Andi dan kamera tidak dapat dipisahkan. Sebagaimana gula dan semut, di mana ada Andi di sana ada kamera. Mulai dari kamera digital mini sampai kamera DSLR guede bergantian gelayutan di lehernya setiap hari.

Andi selalu membawa kamera ke mana pun dia pergi sampai-sampai ada yang menjulukinya tukang poto keliling. Andi sendiri nggak peduli dengan julukan itu. Toh dia nggak pernah narik bayaran tiap ngambil foto orang, walaupun kalau ada yang ngasih ya diembat juga sih.

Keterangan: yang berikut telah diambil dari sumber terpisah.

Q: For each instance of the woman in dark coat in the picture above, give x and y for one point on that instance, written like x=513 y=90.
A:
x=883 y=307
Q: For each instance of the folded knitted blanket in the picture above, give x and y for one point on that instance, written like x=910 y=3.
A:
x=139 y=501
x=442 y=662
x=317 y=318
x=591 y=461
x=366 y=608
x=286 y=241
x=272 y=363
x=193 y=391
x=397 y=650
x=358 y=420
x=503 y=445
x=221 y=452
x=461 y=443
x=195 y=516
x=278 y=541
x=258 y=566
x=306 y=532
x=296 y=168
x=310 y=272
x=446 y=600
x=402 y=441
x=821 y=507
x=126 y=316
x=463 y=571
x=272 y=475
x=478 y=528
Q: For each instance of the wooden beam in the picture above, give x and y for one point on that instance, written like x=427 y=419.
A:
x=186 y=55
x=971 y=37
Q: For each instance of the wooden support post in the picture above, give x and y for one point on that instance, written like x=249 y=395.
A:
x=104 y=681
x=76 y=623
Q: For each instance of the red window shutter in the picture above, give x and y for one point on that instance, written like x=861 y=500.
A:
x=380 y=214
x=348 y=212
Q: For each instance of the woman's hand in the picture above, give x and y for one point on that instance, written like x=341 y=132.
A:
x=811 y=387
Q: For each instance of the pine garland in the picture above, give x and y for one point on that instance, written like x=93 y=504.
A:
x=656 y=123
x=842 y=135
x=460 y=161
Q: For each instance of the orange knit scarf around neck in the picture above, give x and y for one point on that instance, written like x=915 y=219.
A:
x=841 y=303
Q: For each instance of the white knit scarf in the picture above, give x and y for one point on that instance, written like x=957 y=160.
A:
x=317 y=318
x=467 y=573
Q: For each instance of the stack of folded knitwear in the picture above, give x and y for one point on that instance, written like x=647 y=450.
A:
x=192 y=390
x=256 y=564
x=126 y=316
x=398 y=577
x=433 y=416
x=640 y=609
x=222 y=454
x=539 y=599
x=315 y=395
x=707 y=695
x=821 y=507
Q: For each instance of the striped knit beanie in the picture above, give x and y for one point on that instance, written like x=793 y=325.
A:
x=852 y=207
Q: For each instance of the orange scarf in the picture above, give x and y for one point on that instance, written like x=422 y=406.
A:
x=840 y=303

Dia merasa bangga dengan kamera yang dibawanya dan bagaimana dia bisa menangkap momen-momen berharga yang bisa semua orang lihat di masa depan. "Suatu saat nanti bahkan foto lu yang lagi ngupil pake jempol kaki ini bisa jadi sesuatu yang bikin lu nangis," Andi menunjukkan foto yang masih anget baru dicetak ke Riko.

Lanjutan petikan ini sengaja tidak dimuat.